“Her fingerstyle acoustic guitar-playing makes one of popular music’s most familiar instruments
sound new.” – Paste Magazine
A native of northern Virginia, Yasmin Williams, now 26, began playing electric guitar in 8th grade after she beat the video game Guitar Hero 2 on expert level. Initially inspired by Jimi Hendrix and other shredders she was familiar with through the game, she quickly moved on to acoustic guitar, finding that it allowed her to combine fingerstyle techniques with the lap-tapping she had developed through Guitar Hero, as well as perform as a solo artist. By 10th grade, she had released an EP of songs of her own composition, Serendipity (2012). Deriving no lineage from “American primitive” and rejecting the problematic connotations of the term, Williams’ influences include the smooth jazz and R&B she listened to growing up, Hendrix and Nirvana, go-go and hip hop. Her love for the band Earth, Wind and Fire prompted her to incorporate the kalimba into her songwriting, and more recently she’s drawn inspiration from other Black women guitarists like Elizabeth Cotten, Sister Rosetta Tharpe, and Algia Mae Hinton.

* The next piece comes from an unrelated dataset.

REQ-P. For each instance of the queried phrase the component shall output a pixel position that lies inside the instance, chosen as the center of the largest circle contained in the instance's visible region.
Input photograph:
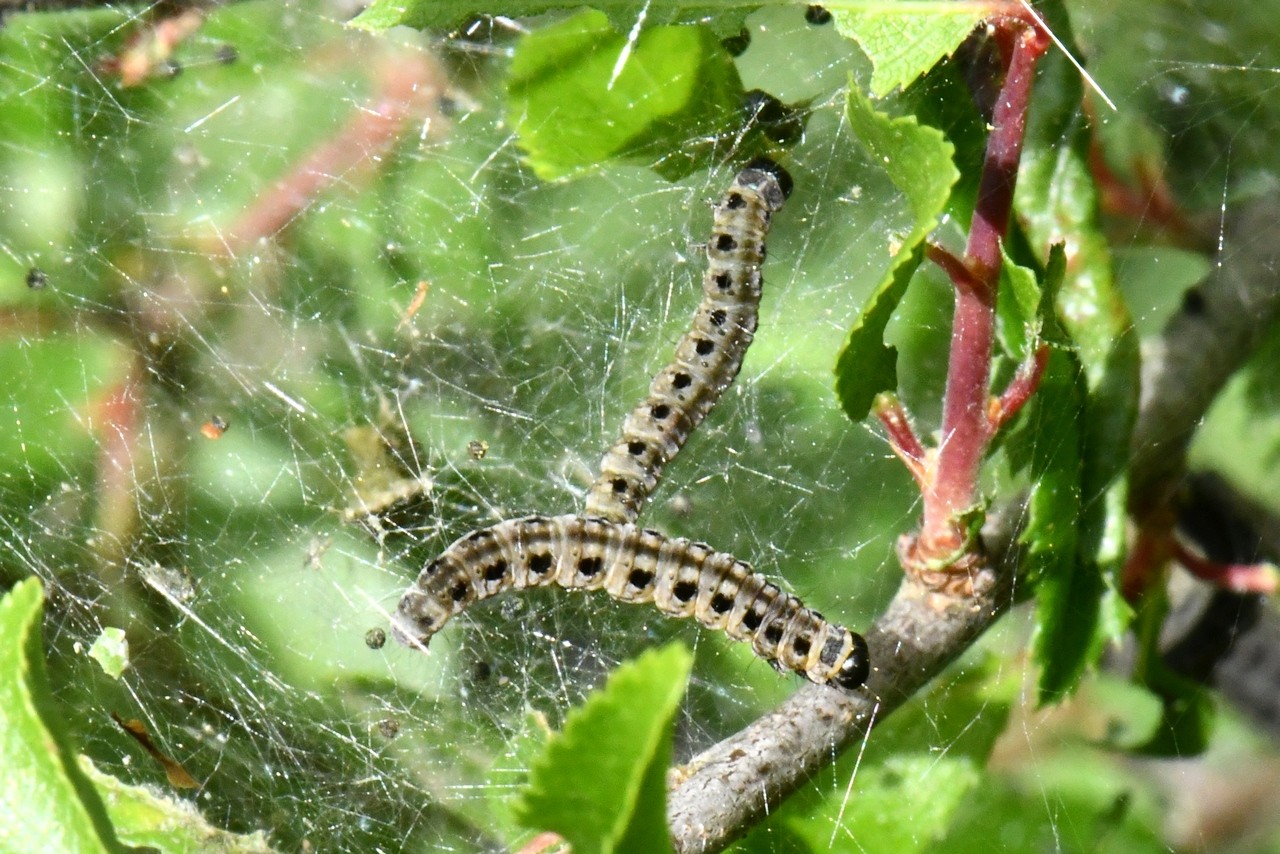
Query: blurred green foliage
(243, 583)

On Urban Driftwood (2021), her stellar second album, Williams references the music of West African griots through the inclusion of kora (which she recently learned) and by featuring the hand drumming of 150th generation djeli of the Kouyate family, Amadou Kouyate, on the title. Though the record is instrumental, its songs follow a narrative arc of 2020, illustrating both a personal journey and a national reckoning, through Williams’ evocative, lyrical compositions.